In voornoemde procedure heeft HDI Holding aangevoerd dat niet zij, maar Hannover de op de polis betrokken verzekeraar is. Unidek heeft bij conclusie van repliek van 28 juli 2004 onder 4 in het kader van een te bereiken praktische oplossing voor het probleem dat de verkeerde partij in rechte was betrokken voorgesteld dat Hannover door HDI Holding te kennen zou geven een in kracht van gewijsde gegane rechterlijke uitspraak in de zaak van Unidek tegen HDI te beschouwen als tegen haar gewezen, zulks ter voorkoming van nodeloze kosten. In reactie daarop heeft Hannover in de in die procedure op 17 november 2004 door HDI Holding genomen conclusie van dupliek onder 2.2 medegedeeld, althans doen mededelen, dat Hannover als verzekeringsmaatschappij haar verplichtingen zal nakomen, voor zover in welke gerechtelijke procedure dan ook zal worden vastgesteld dat Hannover verplichtingen heeft zoals in de dagvaarding en in de repliek van Unidek gesteld. Voorts heeft HDI Holding aangevoerd er belang bij te hebben niet veroordeeld te worden tot hetgeen Unidek had gevorderd. Zij wees er daarbij op dat het hier niet ging om een eenmalig en concreet bedrag waarover zij wellicht op eenvoudige wijze afspraken zou kunnen maken met de eigenlijke verzekeraar Hannover, maar over een qua tijdstip van opkomen/manifestatie en qua omvang onvoorspelbare verplichting om uit te keren onder een garantieverzekering, waaronder vele objecten verzekerd zijn en waaronder mogelijk ook nog derden in de toekomst aanspraken zouden willen instellen. HDI Holding gaf aan niet bereid te zijn die verplichting, die er in haar visie bovendien alleen een kan zijn van een vergunninghoudende verzekeringsmaatschappij, zonder meer te accepteren. De enige oplossing voor het processuele probleem was in de visie van HDI Holding een inhoudelijke behandeling van het geschil, zonder echter HDI Holding te kunnen veroordelen, indien de rechtbank met die inhoudelijke behandeling tot de conclusie zou komen dat Unidek Hannover kon aanspreken onder de polis.

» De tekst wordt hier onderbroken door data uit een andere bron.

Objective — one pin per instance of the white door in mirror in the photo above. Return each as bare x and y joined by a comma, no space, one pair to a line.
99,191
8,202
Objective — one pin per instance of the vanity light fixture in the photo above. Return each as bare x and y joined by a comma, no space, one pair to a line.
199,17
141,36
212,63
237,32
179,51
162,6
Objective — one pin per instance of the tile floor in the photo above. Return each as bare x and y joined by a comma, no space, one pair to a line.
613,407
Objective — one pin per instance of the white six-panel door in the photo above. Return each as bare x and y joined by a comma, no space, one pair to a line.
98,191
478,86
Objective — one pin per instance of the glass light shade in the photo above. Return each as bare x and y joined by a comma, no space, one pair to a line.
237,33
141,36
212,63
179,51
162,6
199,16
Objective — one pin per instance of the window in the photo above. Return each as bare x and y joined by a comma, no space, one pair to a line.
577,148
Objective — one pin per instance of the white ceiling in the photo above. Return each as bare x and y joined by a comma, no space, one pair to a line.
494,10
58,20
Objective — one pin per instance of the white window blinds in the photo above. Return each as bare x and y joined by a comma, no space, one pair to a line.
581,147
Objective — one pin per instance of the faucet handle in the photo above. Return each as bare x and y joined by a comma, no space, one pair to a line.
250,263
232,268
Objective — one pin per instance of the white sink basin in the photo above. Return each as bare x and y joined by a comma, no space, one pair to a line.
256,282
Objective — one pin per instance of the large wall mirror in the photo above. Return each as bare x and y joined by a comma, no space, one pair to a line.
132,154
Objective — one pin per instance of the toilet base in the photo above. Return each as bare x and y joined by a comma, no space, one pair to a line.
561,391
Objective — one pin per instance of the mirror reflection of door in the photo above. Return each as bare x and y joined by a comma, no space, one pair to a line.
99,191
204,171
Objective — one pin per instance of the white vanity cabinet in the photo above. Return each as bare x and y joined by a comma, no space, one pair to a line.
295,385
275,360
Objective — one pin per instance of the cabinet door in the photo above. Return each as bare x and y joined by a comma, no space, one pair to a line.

Gelet op de door Hannover gedane toezegging heeft de rechtbank in een tussen partijen gewezen vonnis van 16 maart 2005 de vordering jegens HDI Holding inhoudelijk beoordeeld. De rechtbank heeft op inhoudelijke gronden beslist dat de tegen HDI Holding (Hannover) gerichte vorderingen niet toewijsbaar waren. Bij vonnis van 22 maart 2006 heeft de rechtbank de vorderingen afgewezen en Unidek veroordeeld in de proceskosten aan de zijde van HDI Holding.

Unidek heeft bij het gerechtshof te 's-Gravenhage hoger beroep ingesteld tegen de vonnissen van 16 maart 2005 en 22 maart 2006 van deze rechtbank. Op 26 mei 2009 heeft Unidek bij memorie van grieven haar grieven uiteengezet. Bij memorie van antwoord van 23 februari 2010 heeft HDI Holding aangevoerd dat al op 30 september 2003 het besluit tot haar ontbinding was genomen en dat, na afwikkeling, de ontbinding op 12 augustus 2004 was geregistreerd in het handelsregister. HDI Holding heeft aangevoerd dat Unidek niet-ontvankelijk diende te worden verklaard. Voorts voerde zij inhoudelijk verweer.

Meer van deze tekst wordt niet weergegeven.